Pressées par les consommateurs de se mettre au service du bien commun, les entreprises sont de plus en plus nombreuses à mettre en avant leur raison d'être. Un motif de fierté tant vis-à-vis de l'interne que de l'externe.

Ce qui ressemble à une crise de conscience existentialiste ou à une moralisation du capitalisme est en tout cas une belle évolution du marketing. Aujourd’hui, les marques doivent dire leur raison d’être. Pour résonner avec l’époque et être mieux aimées. Elles sont invitées à faire un grand travail d’introspection afin d’identifier et révéler leur « pourquoi » profond. On est très loin de la studieuse raison de croire, pierre angulaire des bonnes « copy strategies » des créatifs. Il ne suffit plus de livrer des raisons de croire en la différence supérieure d’une marque dans son offre produits ou service. Aujourd’hui, une marque doit dire plus fondamentalement ce à quoi elle croit, ce qui l’anime, l’impact positif qu’elle entend avoir sur la société, au-delà de son évidente mission commerciale. On est donc passé à un impératif supérieur, passionnant et très exigeant, qui fait éclater les clivages entre corporate et commercial, l’interne et l'externe, le marketing et le projet d’entreprise. La raison d’être s’adresse à tous et doit être infusée partout.

Les marques cherchent aujourd'hui à faire du bien car les consommateurs attendent beaucoup d’elles. Selon l’Observatoire des marques dans la cité, réalisé par Havas Paris et CSA, 60% des Français pensent que les entreprises jouent un rôle plus important que les gouvernements dans la création d’un avenir meilleur. Et 80% des Français disent attendre des entreprises qu’elles agissent de manière proactive, sans attendre l’action du gouvernement, d'après le Trust Barometer d'Edelman 2019.


Le mal et son remède

Les marques sont créditées d’être le mal et son remède. Elles doivent réparer ce qui a été abimé dans notre société par excès de consommation et par individualisme. Ce sentiment de culpabilité collective motive la multiplication des raisons d’être réparatrices. Mieux manger, mieux vivre ensemble, mieux respecter la nature…

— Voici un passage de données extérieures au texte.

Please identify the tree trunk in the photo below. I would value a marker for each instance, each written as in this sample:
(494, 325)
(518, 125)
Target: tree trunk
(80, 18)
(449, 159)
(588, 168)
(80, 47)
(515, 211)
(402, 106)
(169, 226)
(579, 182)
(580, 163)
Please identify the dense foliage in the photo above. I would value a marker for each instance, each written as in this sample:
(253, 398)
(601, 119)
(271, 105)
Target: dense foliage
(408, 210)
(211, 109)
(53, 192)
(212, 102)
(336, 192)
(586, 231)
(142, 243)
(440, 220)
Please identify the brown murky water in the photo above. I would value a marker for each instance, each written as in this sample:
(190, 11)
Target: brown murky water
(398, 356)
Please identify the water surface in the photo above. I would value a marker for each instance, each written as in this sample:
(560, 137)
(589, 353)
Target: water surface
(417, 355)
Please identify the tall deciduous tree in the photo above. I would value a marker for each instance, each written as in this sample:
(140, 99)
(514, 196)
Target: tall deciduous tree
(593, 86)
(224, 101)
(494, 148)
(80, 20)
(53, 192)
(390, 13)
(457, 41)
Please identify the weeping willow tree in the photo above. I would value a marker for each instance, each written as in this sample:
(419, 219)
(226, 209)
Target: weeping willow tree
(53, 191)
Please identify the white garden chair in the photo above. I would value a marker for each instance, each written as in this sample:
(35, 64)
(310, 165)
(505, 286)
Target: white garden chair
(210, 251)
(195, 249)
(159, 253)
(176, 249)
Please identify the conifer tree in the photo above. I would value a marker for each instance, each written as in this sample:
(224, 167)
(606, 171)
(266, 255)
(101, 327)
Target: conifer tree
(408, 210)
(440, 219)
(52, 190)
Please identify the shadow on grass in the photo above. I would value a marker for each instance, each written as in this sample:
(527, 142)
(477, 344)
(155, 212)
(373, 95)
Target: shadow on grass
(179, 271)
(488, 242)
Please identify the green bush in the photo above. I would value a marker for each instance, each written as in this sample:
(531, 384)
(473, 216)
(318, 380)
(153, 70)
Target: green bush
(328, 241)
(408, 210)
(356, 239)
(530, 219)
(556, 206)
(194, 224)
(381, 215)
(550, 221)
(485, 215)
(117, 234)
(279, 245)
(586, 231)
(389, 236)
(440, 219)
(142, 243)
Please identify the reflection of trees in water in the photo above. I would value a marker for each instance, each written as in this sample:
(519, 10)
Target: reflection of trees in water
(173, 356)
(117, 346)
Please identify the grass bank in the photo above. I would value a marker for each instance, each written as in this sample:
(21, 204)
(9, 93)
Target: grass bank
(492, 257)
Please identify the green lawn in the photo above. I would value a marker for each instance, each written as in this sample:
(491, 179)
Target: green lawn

Certaines raisons d’être semblent parfois trop hautes pour être vraiment endossées par les marques. Facebook, avec ses 2,4 milliards d’utilisateurs, peut prétendre contribuer à « rassembler l’humanité ». C’est aussi louable qu’Intersport promeuve le sport pour créer plus de liens entre les hommes, avec son ADN scoutiste et coopératif, et son soutien actif de 8 000 clubs de sports en France. Mais quand une grande marque de coworking entend « élever la conscience des gens », on peut se questionner sur la légitimité de cette raison d’être.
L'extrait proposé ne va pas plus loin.